Moderating enormous communities must come with the understanding that the size of the audience means that there are undoubtedly bad actors among the bunch, said Tomer Poran, VP of solution strategy at ActiveFence.

“Platforms can’t stop all the bad guys, all the bad actors, all the bad activities,” he said. “It’s this situation where a best effort is what’s demanded. The duty of care. Platforms are putting in the right programs, the right teams, the right functions inside their organization, the right capabilities, whether outsourced or in-house. If they have those in place, that’s really what we as the public, the creator layer, the developer and creator layer, can expect from the platform.”

One of the issues has been that too many parents and teachers don’t even know that account restrictions and parental controls exist, and across platforms, the percentage of uptake on parental controls is very low, Bhaumik said.

“That’s a problem, because the technology companies in and of themselves have great intent,” she said. “They have some of the smartest engineers working on innovation and technology in safety.
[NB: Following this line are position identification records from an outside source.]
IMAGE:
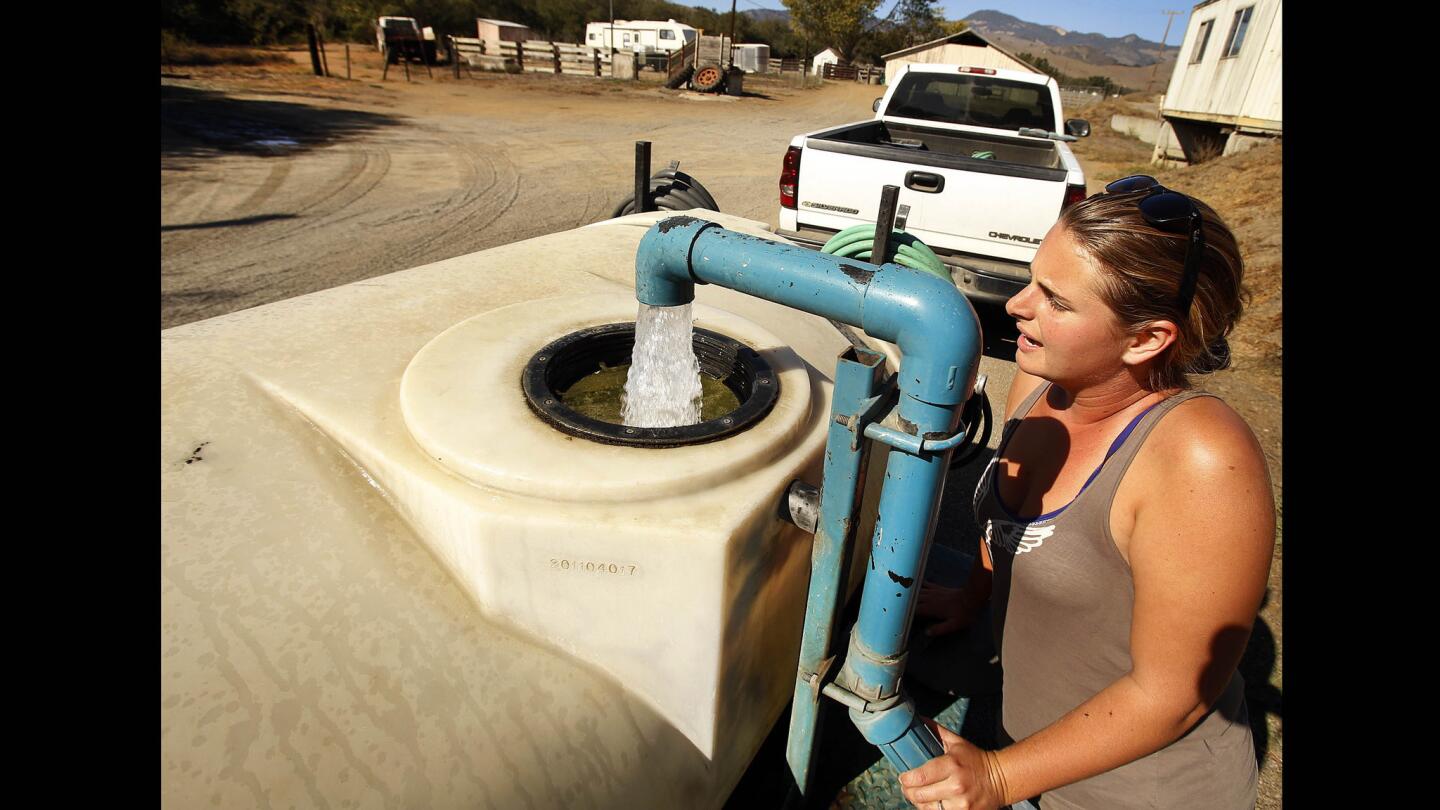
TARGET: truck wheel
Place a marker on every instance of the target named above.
(707, 78)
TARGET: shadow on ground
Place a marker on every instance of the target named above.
(200, 123)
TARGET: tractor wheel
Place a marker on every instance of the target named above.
(707, 78)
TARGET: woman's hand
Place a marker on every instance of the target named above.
(962, 779)
(951, 606)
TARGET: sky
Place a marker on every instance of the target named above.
(1110, 18)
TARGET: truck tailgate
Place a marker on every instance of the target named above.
(982, 206)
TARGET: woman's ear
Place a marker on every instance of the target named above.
(1149, 342)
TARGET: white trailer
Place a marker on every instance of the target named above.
(655, 38)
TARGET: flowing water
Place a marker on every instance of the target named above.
(664, 388)
(599, 395)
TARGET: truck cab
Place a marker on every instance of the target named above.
(981, 160)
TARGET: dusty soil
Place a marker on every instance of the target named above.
(275, 183)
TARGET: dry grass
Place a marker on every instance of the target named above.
(174, 51)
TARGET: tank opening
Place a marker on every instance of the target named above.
(575, 382)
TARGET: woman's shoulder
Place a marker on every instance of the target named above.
(1203, 440)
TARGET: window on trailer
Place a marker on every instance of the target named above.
(1201, 39)
(1237, 30)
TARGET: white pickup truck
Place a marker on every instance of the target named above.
(978, 154)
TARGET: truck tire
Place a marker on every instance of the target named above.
(680, 78)
(707, 78)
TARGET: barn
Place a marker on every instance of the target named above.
(828, 56)
(501, 30)
(1224, 94)
(965, 48)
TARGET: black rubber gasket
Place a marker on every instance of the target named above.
(553, 369)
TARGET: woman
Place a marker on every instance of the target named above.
(1128, 528)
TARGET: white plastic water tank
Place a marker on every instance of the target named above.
(385, 581)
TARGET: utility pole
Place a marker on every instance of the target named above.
(1170, 18)
(732, 33)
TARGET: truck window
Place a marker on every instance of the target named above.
(979, 101)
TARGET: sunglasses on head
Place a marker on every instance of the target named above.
(1174, 212)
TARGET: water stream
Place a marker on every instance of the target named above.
(663, 389)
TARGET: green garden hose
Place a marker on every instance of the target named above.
(857, 242)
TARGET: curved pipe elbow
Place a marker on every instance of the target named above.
(663, 276)
(933, 325)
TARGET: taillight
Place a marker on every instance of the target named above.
(789, 176)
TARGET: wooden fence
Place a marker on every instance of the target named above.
(530, 56)
(853, 74)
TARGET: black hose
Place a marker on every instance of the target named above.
(694, 185)
(971, 448)
(671, 190)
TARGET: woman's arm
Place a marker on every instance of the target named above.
(1200, 545)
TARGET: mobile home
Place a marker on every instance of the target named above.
(642, 36)
(1224, 94)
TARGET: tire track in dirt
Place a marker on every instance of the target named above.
(467, 202)
(267, 189)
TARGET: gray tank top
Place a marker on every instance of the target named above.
(1062, 607)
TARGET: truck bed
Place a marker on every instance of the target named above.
(942, 147)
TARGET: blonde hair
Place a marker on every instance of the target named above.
(1141, 270)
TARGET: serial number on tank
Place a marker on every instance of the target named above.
(594, 567)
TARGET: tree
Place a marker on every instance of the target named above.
(918, 20)
(833, 23)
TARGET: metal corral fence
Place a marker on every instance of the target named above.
(840, 72)
(530, 56)
(1080, 95)
(786, 65)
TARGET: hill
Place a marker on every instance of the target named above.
(1129, 61)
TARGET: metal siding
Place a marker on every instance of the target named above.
(1263, 100)
(1227, 85)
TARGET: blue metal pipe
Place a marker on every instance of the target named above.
(930, 320)
(858, 378)
(939, 342)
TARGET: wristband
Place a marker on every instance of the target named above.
(997, 777)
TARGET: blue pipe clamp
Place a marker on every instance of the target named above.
(939, 339)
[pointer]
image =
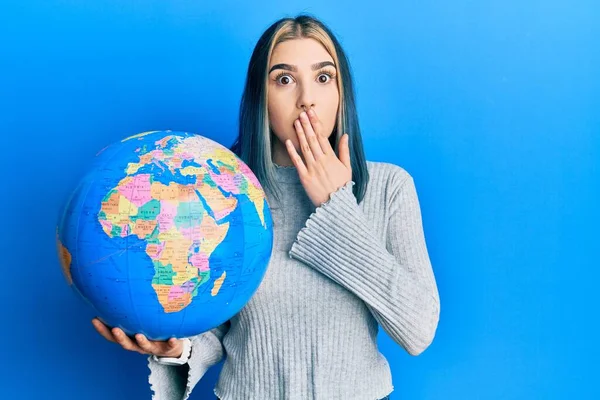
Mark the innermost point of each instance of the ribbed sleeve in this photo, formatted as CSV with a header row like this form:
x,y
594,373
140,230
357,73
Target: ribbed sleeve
x,y
393,277
169,382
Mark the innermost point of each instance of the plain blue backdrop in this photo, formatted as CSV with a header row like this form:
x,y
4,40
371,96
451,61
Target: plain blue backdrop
x,y
493,106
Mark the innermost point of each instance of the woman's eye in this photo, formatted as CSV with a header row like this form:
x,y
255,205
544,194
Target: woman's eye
x,y
284,79
324,78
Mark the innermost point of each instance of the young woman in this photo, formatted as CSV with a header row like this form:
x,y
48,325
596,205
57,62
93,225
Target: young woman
x,y
349,250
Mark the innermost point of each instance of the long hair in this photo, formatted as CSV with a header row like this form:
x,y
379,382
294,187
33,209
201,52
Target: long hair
x,y
255,139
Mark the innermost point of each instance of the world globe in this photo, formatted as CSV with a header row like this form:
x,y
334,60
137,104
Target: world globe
x,y
168,234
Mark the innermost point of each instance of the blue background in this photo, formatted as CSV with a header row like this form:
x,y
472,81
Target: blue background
x,y
492,106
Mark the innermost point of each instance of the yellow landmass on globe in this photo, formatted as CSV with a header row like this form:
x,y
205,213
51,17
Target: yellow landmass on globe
x,y
218,284
65,260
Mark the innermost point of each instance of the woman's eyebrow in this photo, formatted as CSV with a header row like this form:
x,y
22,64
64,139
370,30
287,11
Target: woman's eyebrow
x,y
293,68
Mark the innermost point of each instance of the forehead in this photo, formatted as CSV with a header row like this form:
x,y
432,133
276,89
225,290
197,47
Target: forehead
x,y
300,52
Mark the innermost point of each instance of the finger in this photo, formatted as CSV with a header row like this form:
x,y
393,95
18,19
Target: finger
x,y
146,345
304,146
296,159
315,122
103,330
344,151
318,129
125,341
311,137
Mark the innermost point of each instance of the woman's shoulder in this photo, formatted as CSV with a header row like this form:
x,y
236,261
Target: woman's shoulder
x,y
392,175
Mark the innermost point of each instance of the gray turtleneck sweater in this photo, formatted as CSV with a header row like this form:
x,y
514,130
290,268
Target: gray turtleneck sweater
x,y
336,273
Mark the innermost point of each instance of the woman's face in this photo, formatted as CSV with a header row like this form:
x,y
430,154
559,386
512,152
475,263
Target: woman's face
x,y
301,75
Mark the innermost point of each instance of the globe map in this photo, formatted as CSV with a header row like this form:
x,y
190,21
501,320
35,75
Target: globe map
x,y
168,234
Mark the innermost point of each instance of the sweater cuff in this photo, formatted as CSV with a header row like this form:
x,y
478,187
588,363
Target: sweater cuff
x,y
340,202
170,382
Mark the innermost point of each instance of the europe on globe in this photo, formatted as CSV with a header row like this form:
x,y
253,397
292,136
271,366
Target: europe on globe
x,y
168,234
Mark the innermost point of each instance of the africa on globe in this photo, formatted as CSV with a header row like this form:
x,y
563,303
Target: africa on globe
x,y
168,234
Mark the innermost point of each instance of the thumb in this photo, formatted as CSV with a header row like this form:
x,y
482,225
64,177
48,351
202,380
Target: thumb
x,y
344,150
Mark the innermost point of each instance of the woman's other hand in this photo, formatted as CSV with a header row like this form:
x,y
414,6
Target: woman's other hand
x,y
170,348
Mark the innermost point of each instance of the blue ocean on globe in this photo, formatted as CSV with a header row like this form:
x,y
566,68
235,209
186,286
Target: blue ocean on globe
x,y
168,234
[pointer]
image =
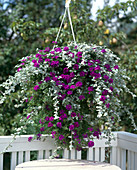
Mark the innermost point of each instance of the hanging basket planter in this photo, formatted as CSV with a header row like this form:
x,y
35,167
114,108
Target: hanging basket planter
x,y
71,93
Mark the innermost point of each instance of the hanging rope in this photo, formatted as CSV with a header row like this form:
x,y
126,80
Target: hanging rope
x,y
67,10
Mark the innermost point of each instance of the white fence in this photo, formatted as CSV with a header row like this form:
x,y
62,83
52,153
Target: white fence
x,y
123,151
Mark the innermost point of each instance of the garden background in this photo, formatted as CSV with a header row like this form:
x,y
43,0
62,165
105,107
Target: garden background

But if they’re not being used and there’s not a basic education level, then there’s always going to be a problem.”

But whatever the community is, it’s the platform’s responsibility to manage it in accordance with that audience’s preferences. Generally speaking, expecting G-rated behavior in an M-rated game doesn’t fly very far, Norris said.

“And back to developers, how are you thoughtfully designing for the community you want, and how does that show up, whether it’s in policy and code of conduct, whether it’s in game features or platform features?” he said. “Thinking about, what does this allow people to do, what are the affordances, and what are we thinking about how those might potentially impact the guardrails you’re trying to set up as a function of policy and code of conduct.”

In the end, safety shouldn’t be a competitive advantage across the industry or across platforms, Norris added — these things should be table stakes.

“Generally in the video game industry, we’ve been an industry of ‘don’t.’ Here are the five pages of things we don’t want you to do,” he said. “We haven’t articulated, what do we want you to do? What sort of community do we want? How are we thinking about all the ways in which this medium can be social and connective and emotive for a lot of people?”